El brazo derecho de Lucas se echó hacia atrás como un látigo de cuero y, como un relámpago, soltó la pelota que sujetaba.
*Zum*
118 MPH
—Strike.
Lucas sintió que ese lanzamiento no había sido bueno, pero todo el estadio estaba tan sorprendido como era posible.
Jimmy no podía creer que ni siquiera hubiera visto venir la pelota.
—¿Pero qué coño?
—Jimmy miró a Lucas, que estaba allí de pie, con toda naturalidad, como si no hubiera hecho nada en absoluto, y su expresión parecía decir que podía hacerlo aún mejor.
Mike, que a duras penas atrapó la pelota, sintió que la pura fuerza con la que había llegado podría haberle destrozado un hueso.
—Espera.
—Mike le devolvió la pelota a Lucas, le hizo un gesto para que esperara y corrió hacia su caravana de lujo.

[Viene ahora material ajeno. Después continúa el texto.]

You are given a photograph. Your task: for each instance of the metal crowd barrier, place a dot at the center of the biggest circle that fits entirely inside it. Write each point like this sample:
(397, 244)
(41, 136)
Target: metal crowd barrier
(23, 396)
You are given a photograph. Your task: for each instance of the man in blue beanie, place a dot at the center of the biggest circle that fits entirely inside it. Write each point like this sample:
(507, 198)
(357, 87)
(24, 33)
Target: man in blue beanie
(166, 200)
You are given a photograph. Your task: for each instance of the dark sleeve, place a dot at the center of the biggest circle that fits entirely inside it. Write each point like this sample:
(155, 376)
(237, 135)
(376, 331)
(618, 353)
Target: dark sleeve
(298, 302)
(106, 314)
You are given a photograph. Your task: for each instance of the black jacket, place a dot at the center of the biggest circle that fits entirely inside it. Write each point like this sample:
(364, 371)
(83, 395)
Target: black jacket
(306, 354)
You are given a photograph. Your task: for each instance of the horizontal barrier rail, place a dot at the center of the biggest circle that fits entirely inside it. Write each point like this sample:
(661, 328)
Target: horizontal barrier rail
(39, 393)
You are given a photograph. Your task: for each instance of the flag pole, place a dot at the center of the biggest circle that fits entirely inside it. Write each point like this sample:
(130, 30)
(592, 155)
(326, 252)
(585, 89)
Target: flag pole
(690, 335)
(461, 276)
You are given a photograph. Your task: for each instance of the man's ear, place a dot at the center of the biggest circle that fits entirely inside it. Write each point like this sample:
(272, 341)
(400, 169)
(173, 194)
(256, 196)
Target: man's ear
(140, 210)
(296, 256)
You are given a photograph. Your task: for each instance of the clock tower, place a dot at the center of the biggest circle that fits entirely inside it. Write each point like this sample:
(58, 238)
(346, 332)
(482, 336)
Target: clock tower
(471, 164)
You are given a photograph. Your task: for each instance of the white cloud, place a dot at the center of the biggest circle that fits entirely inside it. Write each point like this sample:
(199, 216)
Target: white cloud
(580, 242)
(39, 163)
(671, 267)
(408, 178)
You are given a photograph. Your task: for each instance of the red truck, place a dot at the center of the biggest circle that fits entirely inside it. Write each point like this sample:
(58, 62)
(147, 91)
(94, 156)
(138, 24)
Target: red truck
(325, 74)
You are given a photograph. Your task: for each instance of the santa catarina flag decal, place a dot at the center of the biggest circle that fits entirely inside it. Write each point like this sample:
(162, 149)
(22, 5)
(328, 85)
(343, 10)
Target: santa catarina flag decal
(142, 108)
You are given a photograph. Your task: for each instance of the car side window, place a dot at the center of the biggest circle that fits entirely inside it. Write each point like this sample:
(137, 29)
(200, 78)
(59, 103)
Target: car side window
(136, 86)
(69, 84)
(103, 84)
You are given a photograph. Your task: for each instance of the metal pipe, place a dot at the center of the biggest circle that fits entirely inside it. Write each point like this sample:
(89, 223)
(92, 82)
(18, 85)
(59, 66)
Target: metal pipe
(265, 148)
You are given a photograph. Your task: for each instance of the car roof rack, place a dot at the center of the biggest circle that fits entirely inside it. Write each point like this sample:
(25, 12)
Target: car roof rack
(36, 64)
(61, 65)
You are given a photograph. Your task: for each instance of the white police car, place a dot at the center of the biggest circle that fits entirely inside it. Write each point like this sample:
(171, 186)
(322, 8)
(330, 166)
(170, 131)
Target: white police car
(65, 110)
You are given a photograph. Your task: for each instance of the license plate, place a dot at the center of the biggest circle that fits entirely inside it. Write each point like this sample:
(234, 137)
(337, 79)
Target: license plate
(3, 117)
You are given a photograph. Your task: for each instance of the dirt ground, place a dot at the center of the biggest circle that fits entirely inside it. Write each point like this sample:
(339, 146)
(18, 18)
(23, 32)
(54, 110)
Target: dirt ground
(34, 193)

Terry, que estaba de pie con los médicos de la MLB, sonrió al ver que los doctores estaban tan atónitos como era posible; no por el lanzamiento, sino por cómo funcionaba la estructura física de Lucas.
Nunca habían visto nada igual.
Los dos médicos se miraron con expresión de asombro.
En ese momento, Mike regresó de su caravana de lujo, llevando puestos unos guantes enormes y aparatosos.
Lucas simplemente se relajaba bajo el sol.
La gente se le quedaba mirando, y él se estaba acostumbrando.